German troubles signal problematic trend
The Eurostat study comes amid rising tensions between the West and China over the status of Taiwan, a de facto autonomous island and major chip producer that Beijing claims as part of its jurisdiction, as well as over China’s support for Russia in its war in Ukraine.
In its Economic Security Package announced in January this year, the European Commission called for enhanced export controls for goods with dual-use potential (i.e. civilian and military) to specific “countries of concern”. The measures were widely interpreted to be directed against China.
Moreover, in its latest round of sanctions levelled against Russia — the thirteenth since Moscow’s full-scale invasion in February 2022 — the EU also banned exports to four Chinese firms that are suspected of supplying Russia with weapons in its offensive operations in Ukraine.

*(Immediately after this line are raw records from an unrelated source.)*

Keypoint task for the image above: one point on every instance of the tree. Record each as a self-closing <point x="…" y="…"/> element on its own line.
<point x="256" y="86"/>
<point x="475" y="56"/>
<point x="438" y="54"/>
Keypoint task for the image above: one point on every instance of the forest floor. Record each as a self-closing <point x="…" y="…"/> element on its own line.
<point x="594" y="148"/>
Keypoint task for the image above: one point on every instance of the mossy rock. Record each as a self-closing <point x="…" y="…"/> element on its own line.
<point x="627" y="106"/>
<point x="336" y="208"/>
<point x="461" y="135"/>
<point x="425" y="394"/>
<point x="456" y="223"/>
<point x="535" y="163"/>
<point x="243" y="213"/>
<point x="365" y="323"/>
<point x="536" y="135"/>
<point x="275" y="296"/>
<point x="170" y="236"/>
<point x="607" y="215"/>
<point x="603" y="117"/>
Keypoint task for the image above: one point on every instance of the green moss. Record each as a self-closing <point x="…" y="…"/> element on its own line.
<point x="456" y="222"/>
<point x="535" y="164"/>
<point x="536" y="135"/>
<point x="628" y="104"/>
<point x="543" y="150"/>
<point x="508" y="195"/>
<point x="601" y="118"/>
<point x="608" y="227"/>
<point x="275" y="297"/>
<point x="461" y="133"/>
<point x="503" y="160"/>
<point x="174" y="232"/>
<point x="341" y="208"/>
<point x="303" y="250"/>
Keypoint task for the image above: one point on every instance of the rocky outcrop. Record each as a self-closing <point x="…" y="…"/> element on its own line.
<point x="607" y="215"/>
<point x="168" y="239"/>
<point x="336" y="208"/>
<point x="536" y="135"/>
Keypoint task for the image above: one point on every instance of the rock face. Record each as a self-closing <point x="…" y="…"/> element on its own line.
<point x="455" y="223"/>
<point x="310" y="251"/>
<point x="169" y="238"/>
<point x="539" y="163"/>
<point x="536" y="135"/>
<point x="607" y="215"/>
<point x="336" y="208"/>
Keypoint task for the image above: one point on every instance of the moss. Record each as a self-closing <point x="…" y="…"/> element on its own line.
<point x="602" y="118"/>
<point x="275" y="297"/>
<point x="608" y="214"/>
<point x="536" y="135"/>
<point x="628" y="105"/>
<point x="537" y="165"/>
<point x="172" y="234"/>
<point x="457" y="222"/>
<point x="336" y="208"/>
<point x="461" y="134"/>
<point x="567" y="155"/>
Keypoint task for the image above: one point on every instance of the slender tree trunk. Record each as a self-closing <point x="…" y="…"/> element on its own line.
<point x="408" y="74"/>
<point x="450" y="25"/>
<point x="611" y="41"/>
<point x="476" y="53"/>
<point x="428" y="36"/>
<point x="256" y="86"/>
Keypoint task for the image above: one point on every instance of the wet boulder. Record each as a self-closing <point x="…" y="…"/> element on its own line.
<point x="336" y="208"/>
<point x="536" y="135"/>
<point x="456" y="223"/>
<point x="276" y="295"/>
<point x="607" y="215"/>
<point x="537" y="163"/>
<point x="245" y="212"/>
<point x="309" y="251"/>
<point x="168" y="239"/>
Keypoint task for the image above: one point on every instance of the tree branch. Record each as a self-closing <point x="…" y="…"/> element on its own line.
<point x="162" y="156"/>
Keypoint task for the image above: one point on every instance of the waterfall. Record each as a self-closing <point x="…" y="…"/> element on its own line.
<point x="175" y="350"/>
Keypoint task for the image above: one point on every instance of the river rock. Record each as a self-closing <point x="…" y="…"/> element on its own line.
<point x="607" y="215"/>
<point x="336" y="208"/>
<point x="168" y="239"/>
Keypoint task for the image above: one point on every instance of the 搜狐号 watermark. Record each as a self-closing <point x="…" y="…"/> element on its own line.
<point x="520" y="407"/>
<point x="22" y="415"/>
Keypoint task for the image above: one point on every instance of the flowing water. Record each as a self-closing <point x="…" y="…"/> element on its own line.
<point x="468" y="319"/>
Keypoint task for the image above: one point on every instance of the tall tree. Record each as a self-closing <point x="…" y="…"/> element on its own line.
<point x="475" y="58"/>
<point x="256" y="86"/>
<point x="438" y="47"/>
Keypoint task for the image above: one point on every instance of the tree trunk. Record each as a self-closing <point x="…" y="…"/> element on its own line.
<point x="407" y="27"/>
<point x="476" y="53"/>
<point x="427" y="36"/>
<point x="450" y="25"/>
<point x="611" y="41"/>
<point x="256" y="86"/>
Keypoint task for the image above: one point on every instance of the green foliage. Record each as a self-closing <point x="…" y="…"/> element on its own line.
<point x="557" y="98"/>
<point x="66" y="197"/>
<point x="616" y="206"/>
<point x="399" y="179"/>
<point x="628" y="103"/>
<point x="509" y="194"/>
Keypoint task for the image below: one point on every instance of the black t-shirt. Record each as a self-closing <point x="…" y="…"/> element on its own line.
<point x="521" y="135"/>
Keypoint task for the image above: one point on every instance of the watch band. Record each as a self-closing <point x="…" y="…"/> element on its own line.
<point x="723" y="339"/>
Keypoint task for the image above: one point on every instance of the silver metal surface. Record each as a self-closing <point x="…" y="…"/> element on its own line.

Meanwhile, Lausberg noted that, overall, Berlin’s decoupling of its energy supply from Russia following the invasion has led to Germany’s “status as a manufacturing powerhouse” becoming “structurally endangered”.
He also stressed that high energy prices have caused German car and chemical companies to ramp up their foreign direct investments and production in China.
“These products will not never appear on trade balance sheets because… they’re being produced in China and then consumed there,” he said. “So that is also a strategy change that has been pushed forward, especially in the past two years.”
Bruegel’s García-Herrero agreed that that the decline in exports to China poses a “huge” risk to Germany’s continued prosperity.
“We should worry especially about Germany,” she said. “And I think by now we see it in the numbers… We should, basically, more than worry. We should do something about it.”